Once, during a dark time in my life, I lived with my sister in Tacoma in a super-sketchy apartment complex for a couple of months.
While my sibling worked late hours at her nursing residency, I often spent my down time watching cable and wondering what the hell I was doing with my life.
One night, my channel surfing led me to an episode of COPS. As the folks in blue cuffed the perpetrator—on this night a drunk dude who was in trouble for slapping his baby mama and walking around outside without his pants on—I thought the surroundings looked familiar. I was right: When my sister walked in the door, she noted, “Oh, this is the episode that took place a few doors down from me.”
Suffice it to say I got my behind out of Tacoma soon after that. And now, years later, I can see the inherent humor in the situation.
While it’s true that in many cases law enforcement is no laughing matter, the brilliant minds behind the mockumentary Comedy Central show Reno 911 proved that, once in a while, poking fun at those who do stupid things and get arrested for it can make for good entertainment.
Of course, anyone who watched the now-defunct series knows the biggest laughs came from the parody of the cops, a perverse bunch of men and women who slept on the job, slept with others on the job, cursed, drank and generally proved themselves to be unfit for duty.
Which brings us to “COPS 911,” a show playing every Friday and Saturday through May at the Upfront Theatre.
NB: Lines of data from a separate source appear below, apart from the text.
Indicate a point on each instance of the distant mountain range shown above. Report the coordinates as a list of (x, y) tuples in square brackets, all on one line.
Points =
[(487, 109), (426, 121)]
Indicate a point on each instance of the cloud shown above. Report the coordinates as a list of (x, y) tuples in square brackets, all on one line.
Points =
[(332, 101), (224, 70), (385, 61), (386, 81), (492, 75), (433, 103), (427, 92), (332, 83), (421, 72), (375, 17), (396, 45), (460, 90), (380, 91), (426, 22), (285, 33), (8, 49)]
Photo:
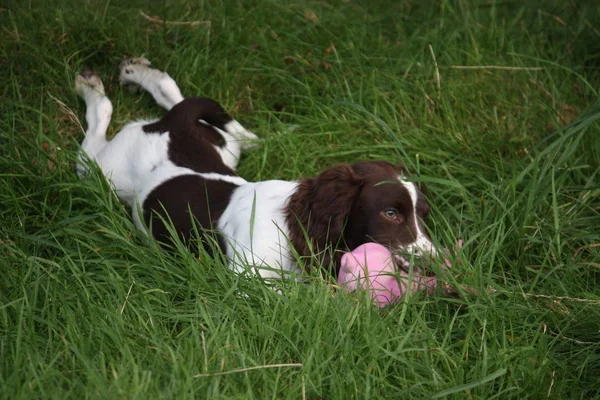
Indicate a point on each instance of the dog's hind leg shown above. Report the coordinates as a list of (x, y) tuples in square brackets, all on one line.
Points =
[(99, 110), (136, 72)]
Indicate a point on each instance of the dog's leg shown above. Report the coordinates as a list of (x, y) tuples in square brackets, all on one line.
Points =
[(136, 72), (99, 110)]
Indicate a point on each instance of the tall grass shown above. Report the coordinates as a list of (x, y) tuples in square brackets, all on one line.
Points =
[(510, 158)]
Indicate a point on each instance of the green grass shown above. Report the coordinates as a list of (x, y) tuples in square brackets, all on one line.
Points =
[(88, 310)]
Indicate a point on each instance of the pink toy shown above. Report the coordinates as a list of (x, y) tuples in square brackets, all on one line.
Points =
[(370, 266)]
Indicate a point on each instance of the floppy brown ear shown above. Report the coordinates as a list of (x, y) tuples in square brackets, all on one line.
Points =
[(317, 211)]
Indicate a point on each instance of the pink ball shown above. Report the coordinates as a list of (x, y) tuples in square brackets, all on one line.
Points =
[(371, 267)]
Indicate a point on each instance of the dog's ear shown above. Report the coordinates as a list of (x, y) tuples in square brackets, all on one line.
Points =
[(332, 195), (317, 211)]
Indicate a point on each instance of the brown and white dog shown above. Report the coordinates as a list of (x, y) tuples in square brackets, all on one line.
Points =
[(182, 168)]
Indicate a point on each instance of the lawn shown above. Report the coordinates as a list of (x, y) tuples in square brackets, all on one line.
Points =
[(492, 105)]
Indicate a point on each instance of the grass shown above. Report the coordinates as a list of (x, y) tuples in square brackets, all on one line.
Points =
[(510, 158)]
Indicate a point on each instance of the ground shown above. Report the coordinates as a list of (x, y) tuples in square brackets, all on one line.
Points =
[(493, 106)]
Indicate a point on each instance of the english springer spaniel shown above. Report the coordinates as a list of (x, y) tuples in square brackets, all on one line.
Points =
[(181, 169)]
Like its predecessors, it brings the voyeurism that is reality television entertainment to the stage, while keeping the shenanigans of the inept badge-carriers intact.
On a recent Friday night, after listening to a reminder that the show was not for young kids and there was a strong chance of “blue” language, the host for the evening—a guy in shady sunglasses and a sheriff’s badge—asked the audience for a list of misdemeanors. Among the gems were spitting, public intoxication, urination, peeping, public nudity, vandalism, possession of illegal substances and shoplifting. Someone yelled out “tax fraud!” but was quickly informed that particular crime didn’t make the cut.
Once the show got underway, it was soon clear the cops outnumbered the criminals, and those portraying the bad guys would have to pull double duty.
Keeping track of who was who was part of the fun, and I spent the next hour and a half watching the cops—one who complained incessantly that his uniform was too tight, another who dubbed his patrol car the “Phoenix” and bragged about his sexual exploits—respond to streakers at the Co-op, bomb threats, a spray-paint-wielding hooligan and, among other things, a hilarious scuffle between elderly inmates at a retirement center.
“He took my Jello!” one old man yelled as the guys with the badges tried to separate the dueling dodderers. “Well, he took my wife!” the other recounted.
Since the shows are improvised, each showing of “COPS 911” promises to be completely different from what came before it—so rest assured you’ll get a fresh batch of crimes and officer quirks each time around.
And, although it’s poking fun at the funny side of breaking the law, the show also gives props to those who work in the enforcement aspect of it. By flashing a real, or fake, badge at the door, you’ll get it for a measly $5. That’s so cheap, it’s almost a crime.